Наступлению на кооперацию предшествовала кампания по ее дискредитации. На XV съезде ВКП(б) И. В. Сталин высказал следующее соображение: «Я читал недавно интересную во всех отношениях книгу товарища Ларина "Частный капитал в СССР". Я рекомендовал бы товарищам прочесть эту книжку. Вы увидите из этой книжки, как ловко и умело прикрывается капиталист под флагом промысловой кооперации, под флагом сельскохозяйственной кооперации, под флагом тех или иных <...> торговых органов. Все ли делается для того, чтобы окружить и вытеснить экономически эти эксплуататорские элементы.?»7 Чуть позже генсек потребовал «.ликвидировать все источники, рождающие капиталистов и капитализм.»8.
Обоснованием коренных изменений в кооперативной политике послужили субъективные представления И. В. Сталина о соотношении различных видов и форм кооперации между собой.

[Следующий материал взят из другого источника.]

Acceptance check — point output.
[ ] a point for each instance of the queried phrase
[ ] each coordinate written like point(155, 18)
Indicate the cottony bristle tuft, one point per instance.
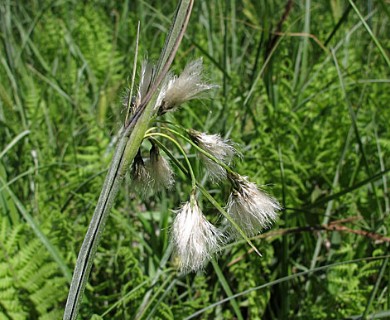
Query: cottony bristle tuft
point(219, 148)
point(252, 209)
point(195, 239)
point(187, 86)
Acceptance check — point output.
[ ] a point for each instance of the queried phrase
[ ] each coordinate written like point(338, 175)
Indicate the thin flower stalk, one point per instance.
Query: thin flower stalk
point(159, 170)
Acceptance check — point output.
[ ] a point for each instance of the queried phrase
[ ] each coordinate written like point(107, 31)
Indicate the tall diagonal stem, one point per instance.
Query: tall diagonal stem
point(125, 152)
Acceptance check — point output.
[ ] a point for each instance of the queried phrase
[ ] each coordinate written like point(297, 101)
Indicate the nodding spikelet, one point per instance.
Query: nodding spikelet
point(187, 86)
point(140, 175)
point(219, 148)
point(194, 238)
point(160, 171)
point(252, 209)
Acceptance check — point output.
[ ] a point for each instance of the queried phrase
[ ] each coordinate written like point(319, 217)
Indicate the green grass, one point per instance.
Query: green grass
point(310, 116)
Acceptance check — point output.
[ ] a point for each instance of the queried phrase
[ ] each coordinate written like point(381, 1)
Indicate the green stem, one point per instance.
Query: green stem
point(191, 172)
point(128, 145)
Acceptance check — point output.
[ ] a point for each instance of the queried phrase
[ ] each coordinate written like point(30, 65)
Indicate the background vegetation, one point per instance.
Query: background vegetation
point(304, 91)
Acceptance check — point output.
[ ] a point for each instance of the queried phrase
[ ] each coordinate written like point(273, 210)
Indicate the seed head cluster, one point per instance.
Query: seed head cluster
point(194, 238)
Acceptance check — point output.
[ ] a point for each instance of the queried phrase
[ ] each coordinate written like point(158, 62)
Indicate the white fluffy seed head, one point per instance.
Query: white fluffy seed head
point(194, 238)
point(252, 209)
point(187, 86)
point(160, 171)
point(219, 148)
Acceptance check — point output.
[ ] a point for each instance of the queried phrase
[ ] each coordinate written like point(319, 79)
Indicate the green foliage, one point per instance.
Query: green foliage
point(31, 285)
point(310, 129)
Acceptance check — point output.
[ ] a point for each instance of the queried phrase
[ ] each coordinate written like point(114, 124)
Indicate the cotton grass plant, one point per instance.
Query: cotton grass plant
point(194, 239)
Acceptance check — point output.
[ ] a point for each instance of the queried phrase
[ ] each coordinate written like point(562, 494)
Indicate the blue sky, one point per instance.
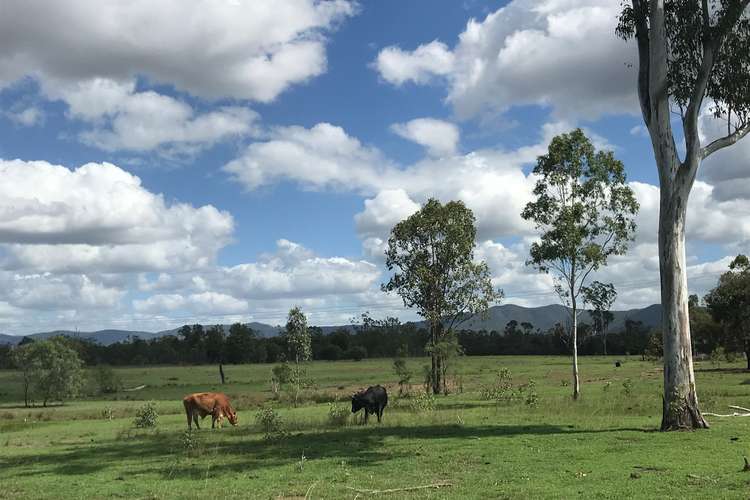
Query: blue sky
point(249, 157)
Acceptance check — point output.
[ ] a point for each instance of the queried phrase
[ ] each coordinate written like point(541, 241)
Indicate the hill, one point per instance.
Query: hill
point(544, 318)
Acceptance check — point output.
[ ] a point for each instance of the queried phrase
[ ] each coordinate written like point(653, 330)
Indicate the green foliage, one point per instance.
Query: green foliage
point(50, 369)
point(431, 255)
point(338, 414)
point(404, 374)
point(270, 423)
point(282, 373)
point(108, 413)
point(297, 336)
point(422, 402)
point(584, 209)
point(723, 29)
point(655, 347)
point(627, 387)
point(107, 381)
point(356, 353)
point(729, 304)
point(146, 417)
point(191, 443)
point(501, 390)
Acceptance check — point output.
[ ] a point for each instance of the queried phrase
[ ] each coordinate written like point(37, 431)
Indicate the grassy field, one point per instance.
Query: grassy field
point(603, 446)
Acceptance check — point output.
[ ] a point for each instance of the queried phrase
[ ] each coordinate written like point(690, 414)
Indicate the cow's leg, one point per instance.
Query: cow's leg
point(189, 416)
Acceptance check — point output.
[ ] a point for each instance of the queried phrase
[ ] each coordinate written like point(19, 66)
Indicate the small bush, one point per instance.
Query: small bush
point(146, 416)
point(501, 389)
point(282, 373)
point(270, 423)
point(532, 397)
point(190, 442)
point(357, 353)
point(107, 380)
point(338, 414)
point(422, 402)
point(627, 387)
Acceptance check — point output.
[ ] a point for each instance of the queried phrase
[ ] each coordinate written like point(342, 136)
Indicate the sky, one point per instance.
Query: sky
point(192, 161)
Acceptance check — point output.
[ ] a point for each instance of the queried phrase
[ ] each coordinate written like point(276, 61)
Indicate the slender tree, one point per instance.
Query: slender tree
point(729, 304)
point(300, 347)
point(432, 254)
point(693, 57)
point(585, 211)
point(601, 296)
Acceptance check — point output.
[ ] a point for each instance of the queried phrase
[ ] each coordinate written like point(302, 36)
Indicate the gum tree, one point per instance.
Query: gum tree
point(299, 344)
point(729, 304)
point(585, 211)
point(432, 256)
point(693, 58)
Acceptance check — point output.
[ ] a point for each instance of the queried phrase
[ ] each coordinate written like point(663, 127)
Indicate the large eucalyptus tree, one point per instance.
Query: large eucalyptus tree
point(693, 58)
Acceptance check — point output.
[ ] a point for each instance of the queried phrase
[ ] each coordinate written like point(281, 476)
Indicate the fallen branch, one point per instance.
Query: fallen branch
point(733, 414)
point(441, 484)
point(135, 388)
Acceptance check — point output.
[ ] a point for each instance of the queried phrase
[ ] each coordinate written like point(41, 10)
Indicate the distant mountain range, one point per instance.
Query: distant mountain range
point(543, 318)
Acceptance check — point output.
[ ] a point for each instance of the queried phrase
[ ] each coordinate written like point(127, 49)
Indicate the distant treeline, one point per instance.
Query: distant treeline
point(371, 338)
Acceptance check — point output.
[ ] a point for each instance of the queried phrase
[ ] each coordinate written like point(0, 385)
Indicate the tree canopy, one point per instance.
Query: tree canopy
point(431, 255)
point(585, 212)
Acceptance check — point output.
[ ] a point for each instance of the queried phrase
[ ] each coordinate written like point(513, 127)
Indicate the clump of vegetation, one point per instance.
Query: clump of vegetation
point(338, 414)
point(270, 423)
point(627, 387)
point(108, 413)
point(529, 391)
point(502, 388)
point(146, 416)
point(51, 370)
point(190, 442)
point(107, 380)
point(404, 374)
point(422, 402)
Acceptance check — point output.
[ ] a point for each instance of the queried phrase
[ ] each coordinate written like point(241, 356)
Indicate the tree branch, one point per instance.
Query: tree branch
point(725, 141)
point(642, 37)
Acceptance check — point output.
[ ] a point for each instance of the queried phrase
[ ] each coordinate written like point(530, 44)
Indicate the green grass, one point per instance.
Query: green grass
point(603, 446)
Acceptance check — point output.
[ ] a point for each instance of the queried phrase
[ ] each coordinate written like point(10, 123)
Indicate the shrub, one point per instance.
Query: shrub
point(627, 387)
point(108, 413)
point(404, 375)
point(532, 397)
point(357, 353)
point(107, 380)
point(338, 414)
point(270, 423)
point(190, 442)
point(282, 373)
point(422, 402)
point(501, 389)
point(146, 416)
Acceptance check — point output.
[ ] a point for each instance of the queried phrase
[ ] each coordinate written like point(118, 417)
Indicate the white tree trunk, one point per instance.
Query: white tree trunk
point(681, 409)
point(576, 380)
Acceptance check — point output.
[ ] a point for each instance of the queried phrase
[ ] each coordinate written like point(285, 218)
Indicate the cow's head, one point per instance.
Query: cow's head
point(231, 415)
point(357, 402)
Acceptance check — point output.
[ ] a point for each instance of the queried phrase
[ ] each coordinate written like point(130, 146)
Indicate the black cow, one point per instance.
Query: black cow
point(373, 400)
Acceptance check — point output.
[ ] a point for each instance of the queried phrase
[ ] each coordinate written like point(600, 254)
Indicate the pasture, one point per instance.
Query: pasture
point(603, 446)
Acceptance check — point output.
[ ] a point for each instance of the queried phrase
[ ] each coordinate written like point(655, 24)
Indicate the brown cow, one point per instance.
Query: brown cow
point(215, 404)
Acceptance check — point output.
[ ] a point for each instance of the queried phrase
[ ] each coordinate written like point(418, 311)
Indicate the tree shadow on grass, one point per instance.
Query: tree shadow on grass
point(238, 451)
point(744, 371)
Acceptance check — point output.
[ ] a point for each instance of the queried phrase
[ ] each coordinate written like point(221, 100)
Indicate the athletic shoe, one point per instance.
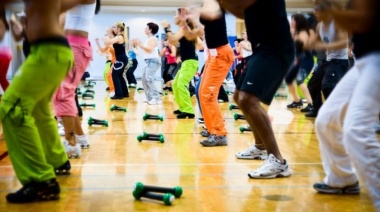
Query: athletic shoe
point(215, 140)
point(307, 109)
point(36, 191)
point(326, 189)
point(205, 133)
point(295, 105)
point(201, 120)
point(72, 151)
point(82, 140)
point(271, 168)
point(64, 169)
point(252, 153)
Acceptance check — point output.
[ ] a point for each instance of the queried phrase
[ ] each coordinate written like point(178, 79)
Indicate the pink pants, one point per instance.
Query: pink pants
point(5, 60)
point(64, 98)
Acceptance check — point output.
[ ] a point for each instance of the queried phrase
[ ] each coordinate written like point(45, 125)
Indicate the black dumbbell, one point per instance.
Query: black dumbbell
point(245, 129)
point(278, 95)
point(151, 137)
point(155, 117)
point(87, 95)
point(115, 107)
point(92, 121)
point(141, 188)
point(83, 104)
point(89, 91)
point(233, 107)
point(167, 198)
point(238, 116)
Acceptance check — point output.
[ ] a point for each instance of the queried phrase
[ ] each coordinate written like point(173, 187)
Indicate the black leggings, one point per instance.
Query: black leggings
point(130, 72)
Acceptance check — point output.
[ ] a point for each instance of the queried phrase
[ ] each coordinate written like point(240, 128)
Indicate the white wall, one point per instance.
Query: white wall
point(137, 23)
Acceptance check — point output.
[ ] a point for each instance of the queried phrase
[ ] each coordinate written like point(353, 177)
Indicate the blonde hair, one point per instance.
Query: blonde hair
point(122, 28)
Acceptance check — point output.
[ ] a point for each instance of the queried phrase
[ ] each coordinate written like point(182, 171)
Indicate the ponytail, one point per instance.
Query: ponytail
point(97, 7)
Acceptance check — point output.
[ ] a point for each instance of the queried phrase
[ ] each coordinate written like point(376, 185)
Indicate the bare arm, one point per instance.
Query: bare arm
point(117, 39)
point(359, 18)
point(152, 43)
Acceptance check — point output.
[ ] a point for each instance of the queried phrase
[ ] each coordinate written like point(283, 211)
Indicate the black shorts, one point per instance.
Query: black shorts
point(265, 72)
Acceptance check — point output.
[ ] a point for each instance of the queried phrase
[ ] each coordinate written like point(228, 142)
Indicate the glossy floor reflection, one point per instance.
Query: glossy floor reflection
point(212, 178)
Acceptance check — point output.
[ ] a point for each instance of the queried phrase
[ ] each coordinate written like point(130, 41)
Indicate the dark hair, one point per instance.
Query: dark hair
point(301, 23)
point(153, 27)
point(97, 7)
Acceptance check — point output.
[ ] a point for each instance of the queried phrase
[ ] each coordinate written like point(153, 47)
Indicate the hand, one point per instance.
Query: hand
point(165, 24)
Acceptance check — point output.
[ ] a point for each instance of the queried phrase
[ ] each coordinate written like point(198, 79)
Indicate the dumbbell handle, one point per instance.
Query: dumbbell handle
point(148, 188)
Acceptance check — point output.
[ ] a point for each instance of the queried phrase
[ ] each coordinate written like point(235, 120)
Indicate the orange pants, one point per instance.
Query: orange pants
point(216, 69)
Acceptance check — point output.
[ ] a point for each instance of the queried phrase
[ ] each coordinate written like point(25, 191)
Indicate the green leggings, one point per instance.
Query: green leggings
point(181, 83)
point(30, 130)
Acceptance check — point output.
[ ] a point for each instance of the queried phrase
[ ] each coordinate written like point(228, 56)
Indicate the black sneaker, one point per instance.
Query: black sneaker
point(311, 114)
point(31, 192)
point(295, 105)
point(64, 169)
point(326, 189)
point(184, 115)
point(307, 109)
point(177, 112)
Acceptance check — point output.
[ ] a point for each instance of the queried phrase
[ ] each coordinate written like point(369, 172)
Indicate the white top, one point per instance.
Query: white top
point(154, 53)
point(80, 17)
point(328, 35)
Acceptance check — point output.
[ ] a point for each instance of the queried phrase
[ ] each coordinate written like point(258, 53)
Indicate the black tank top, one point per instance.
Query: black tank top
point(187, 49)
point(119, 50)
point(215, 32)
point(368, 42)
point(267, 24)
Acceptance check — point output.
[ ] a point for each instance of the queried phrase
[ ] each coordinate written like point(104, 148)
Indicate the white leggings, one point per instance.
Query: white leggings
point(345, 127)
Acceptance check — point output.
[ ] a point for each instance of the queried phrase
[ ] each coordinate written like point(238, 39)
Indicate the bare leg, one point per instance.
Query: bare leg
point(69, 124)
point(258, 141)
point(78, 126)
point(306, 92)
point(259, 122)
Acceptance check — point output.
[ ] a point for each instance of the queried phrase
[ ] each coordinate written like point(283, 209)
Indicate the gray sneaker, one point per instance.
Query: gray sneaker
point(205, 134)
point(215, 140)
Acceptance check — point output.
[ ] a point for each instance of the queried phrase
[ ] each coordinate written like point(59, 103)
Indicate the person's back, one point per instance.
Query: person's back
point(29, 114)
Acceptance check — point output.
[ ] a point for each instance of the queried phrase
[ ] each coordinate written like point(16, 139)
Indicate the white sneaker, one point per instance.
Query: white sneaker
point(72, 151)
point(155, 102)
point(252, 153)
point(82, 140)
point(272, 168)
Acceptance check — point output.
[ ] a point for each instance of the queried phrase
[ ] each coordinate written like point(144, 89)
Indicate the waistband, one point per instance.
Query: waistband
point(61, 41)
point(77, 39)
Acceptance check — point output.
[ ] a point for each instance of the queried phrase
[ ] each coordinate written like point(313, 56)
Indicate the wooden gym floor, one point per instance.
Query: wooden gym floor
point(212, 178)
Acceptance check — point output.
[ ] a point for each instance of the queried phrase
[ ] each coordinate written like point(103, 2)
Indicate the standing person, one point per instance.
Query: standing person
point(335, 42)
point(29, 128)
point(118, 43)
point(5, 52)
point(269, 33)
point(220, 59)
point(189, 65)
point(132, 53)
point(77, 25)
point(170, 52)
point(152, 60)
point(303, 64)
point(344, 125)
point(109, 52)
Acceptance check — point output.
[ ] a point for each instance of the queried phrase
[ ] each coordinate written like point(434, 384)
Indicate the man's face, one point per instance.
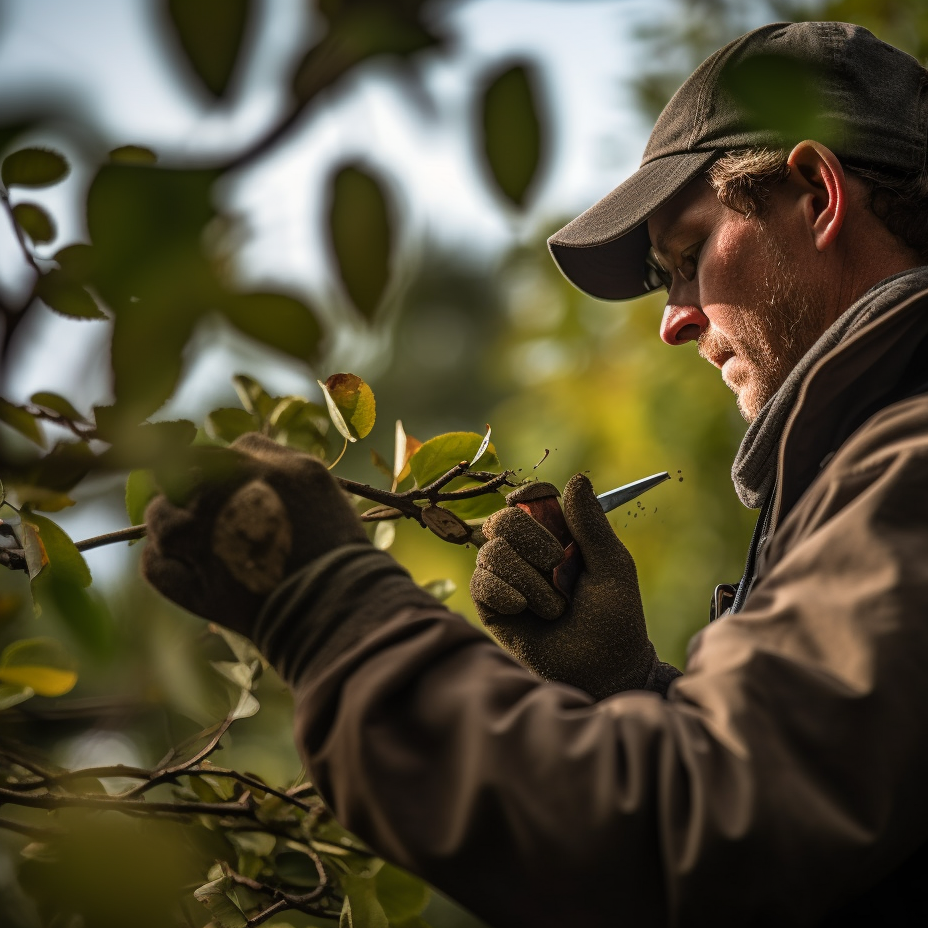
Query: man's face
point(743, 288)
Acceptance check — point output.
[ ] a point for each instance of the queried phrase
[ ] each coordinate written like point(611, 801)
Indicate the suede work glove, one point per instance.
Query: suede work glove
point(220, 555)
point(598, 641)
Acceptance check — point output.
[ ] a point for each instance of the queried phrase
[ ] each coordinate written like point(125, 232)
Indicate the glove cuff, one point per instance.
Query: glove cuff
point(661, 676)
point(329, 604)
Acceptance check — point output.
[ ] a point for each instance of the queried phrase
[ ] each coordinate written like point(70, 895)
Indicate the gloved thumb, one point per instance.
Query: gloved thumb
point(588, 524)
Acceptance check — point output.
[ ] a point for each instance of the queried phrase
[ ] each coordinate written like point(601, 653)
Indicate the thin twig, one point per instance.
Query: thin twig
point(120, 803)
point(84, 432)
point(404, 503)
point(35, 832)
point(133, 533)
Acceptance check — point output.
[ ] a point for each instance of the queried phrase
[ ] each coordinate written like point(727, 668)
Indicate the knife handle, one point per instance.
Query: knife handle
point(540, 501)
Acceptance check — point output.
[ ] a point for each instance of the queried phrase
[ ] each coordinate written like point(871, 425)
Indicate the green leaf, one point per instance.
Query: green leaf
point(299, 424)
point(246, 706)
point(16, 417)
point(241, 674)
point(149, 444)
point(361, 908)
point(42, 499)
point(254, 397)
point(141, 489)
point(439, 454)
point(76, 262)
point(211, 34)
point(228, 424)
point(62, 468)
point(351, 405)
point(441, 589)
point(146, 226)
point(35, 222)
point(400, 894)
point(61, 585)
point(217, 896)
point(60, 293)
point(253, 842)
point(244, 651)
point(133, 154)
point(361, 237)
point(384, 535)
point(42, 664)
point(512, 131)
point(380, 463)
point(477, 507)
point(55, 403)
point(279, 321)
point(33, 167)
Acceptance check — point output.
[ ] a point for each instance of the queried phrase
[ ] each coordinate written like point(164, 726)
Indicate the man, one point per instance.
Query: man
point(782, 779)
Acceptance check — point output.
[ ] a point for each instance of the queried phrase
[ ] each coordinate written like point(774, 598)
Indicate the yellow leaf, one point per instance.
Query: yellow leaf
point(45, 681)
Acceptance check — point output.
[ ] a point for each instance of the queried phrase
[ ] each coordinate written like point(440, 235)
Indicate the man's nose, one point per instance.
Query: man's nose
point(682, 324)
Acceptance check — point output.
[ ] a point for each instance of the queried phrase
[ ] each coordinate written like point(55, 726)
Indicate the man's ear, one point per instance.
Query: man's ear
point(822, 190)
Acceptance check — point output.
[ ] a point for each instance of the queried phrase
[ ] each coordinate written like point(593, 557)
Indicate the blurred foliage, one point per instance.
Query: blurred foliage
point(567, 383)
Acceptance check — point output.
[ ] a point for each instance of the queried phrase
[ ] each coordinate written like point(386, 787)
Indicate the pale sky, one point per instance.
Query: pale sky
point(109, 56)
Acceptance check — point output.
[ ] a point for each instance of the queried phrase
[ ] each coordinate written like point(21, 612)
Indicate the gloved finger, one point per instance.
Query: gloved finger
point(530, 539)
point(493, 596)
point(589, 526)
point(177, 531)
point(173, 577)
point(501, 559)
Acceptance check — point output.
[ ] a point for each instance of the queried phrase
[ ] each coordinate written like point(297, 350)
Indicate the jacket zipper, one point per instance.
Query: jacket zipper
point(761, 530)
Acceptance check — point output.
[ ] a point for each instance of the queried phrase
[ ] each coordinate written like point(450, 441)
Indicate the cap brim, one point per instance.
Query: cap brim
point(603, 250)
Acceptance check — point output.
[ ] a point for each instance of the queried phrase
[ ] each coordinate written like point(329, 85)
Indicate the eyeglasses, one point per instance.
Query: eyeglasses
point(656, 276)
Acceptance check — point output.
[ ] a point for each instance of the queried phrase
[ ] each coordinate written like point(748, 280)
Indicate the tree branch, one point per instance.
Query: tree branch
point(403, 503)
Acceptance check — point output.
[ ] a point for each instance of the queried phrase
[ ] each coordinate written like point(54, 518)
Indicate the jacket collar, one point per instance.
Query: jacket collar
point(814, 405)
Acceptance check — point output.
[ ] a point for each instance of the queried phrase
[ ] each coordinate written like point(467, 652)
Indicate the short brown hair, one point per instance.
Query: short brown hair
point(743, 180)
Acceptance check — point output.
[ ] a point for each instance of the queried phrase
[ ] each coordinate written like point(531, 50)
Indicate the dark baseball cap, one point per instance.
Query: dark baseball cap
point(835, 83)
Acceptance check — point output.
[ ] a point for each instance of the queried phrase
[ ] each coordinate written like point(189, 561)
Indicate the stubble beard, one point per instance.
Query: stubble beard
point(776, 328)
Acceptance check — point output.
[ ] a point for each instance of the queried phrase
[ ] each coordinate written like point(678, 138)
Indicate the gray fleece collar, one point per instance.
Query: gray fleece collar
point(755, 466)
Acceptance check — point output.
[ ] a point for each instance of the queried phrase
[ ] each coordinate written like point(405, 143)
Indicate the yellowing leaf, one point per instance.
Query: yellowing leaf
point(11, 695)
point(44, 681)
point(351, 405)
point(42, 664)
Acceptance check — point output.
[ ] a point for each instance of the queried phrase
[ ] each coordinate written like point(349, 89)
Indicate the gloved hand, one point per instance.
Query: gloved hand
point(222, 553)
point(598, 641)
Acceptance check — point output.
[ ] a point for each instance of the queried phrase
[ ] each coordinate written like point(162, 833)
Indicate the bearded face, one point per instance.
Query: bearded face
point(775, 323)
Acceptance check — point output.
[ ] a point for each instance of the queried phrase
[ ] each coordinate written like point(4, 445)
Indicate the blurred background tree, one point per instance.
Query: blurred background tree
point(288, 189)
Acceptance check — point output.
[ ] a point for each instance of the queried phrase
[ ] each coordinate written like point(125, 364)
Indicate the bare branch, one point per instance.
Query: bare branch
point(35, 832)
point(122, 804)
point(133, 533)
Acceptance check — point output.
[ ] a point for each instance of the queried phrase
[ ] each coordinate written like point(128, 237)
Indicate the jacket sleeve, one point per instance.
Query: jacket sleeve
point(782, 775)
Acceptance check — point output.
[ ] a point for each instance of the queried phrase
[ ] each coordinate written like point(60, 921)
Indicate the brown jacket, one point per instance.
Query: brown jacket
point(785, 775)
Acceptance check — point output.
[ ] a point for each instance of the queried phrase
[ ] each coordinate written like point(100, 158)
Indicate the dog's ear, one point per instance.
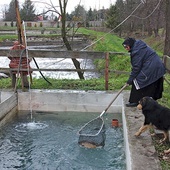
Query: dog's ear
point(148, 103)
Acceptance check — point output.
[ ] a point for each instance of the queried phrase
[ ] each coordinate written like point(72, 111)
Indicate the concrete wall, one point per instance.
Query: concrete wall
point(69, 100)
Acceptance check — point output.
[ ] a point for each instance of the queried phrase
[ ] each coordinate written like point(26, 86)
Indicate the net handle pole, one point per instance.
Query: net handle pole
point(103, 112)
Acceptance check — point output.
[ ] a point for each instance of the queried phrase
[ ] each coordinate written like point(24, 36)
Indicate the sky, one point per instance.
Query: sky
point(94, 4)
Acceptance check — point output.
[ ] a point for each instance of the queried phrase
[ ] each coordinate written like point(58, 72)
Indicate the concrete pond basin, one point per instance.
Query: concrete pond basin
point(140, 152)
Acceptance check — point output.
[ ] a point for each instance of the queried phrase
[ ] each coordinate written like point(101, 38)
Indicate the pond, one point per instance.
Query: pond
point(50, 141)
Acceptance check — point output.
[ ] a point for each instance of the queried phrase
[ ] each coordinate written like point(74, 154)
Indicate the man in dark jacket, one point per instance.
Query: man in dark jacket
point(147, 71)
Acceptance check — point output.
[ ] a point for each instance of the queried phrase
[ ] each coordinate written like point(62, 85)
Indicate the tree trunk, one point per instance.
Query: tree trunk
point(167, 35)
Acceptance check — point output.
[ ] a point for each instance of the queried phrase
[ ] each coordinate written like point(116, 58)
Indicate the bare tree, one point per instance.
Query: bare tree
point(62, 14)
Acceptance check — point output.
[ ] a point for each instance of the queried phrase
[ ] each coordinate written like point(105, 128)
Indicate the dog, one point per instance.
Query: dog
point(154, 115)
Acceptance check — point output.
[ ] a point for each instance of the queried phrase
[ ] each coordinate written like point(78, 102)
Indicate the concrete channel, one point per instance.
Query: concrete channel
point(140, 152)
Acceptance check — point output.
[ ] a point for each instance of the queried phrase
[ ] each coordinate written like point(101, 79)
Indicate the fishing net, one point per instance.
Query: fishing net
point(93, 132)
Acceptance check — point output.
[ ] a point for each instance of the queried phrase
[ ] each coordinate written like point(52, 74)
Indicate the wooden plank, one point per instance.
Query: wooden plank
point(166, 61)
point(51, 53)
point(53, 69)
point(7, 105)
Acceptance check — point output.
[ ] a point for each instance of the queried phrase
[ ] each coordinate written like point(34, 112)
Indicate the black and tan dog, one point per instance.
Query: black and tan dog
point(154, 115)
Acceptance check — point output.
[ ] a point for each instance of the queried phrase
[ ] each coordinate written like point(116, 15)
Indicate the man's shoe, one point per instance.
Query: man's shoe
point(131, 104)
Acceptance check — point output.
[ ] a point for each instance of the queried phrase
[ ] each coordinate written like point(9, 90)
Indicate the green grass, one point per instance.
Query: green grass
point(102, 42)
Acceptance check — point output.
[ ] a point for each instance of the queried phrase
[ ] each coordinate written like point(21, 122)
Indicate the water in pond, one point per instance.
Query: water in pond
point(49, 142)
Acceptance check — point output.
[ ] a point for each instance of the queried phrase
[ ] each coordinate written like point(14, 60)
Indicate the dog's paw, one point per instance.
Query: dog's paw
point(167, 151)
point(137, 134)
point(153, 134)
point(162, 140)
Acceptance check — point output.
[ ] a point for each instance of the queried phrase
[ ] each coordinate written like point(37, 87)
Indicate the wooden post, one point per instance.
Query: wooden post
point(107, 71)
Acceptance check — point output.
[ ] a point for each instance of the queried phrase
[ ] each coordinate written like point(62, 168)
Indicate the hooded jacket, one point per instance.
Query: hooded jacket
point(147, 67)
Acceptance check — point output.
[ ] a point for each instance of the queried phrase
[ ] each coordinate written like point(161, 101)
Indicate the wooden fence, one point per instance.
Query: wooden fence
point(50, 53)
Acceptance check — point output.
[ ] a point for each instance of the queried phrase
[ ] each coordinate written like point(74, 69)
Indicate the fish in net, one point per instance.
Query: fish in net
point(93, 132)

В статье «Год великого перелома» он разделил их на низшие (снабженческо-сбытовая) и высшие (произ-водственно-колхозная)9. Это противоречило классической точке зрения, сформулированной М. И. Туган-Барановским еще до Октябрьской революции, согласно которой базовым критерием определения видовой принадлежности кооператива являлась степень сложности выполняемых им функций, а формальная идентификация зависела от особенностей его организационной струк-туры10. В таком понимании простые и легко создаваемые потребительские кооперативы
(с подсобными мастерскими или без них) постепенно дополняются более капиталоемкими и сложными, например, по производству сельскохозяйственной продукции (сельхозартели, машинные товарищества), а вместе они создают в деревне комплекс обобществленных имущественных связей. Сталинская же классификация, не считаясь с реалиями, ориентировала на скорейшее достижение производственной кооперации, т. е. колхозов, которые якобы сделают ненужными все другие «промежуточные» объединения.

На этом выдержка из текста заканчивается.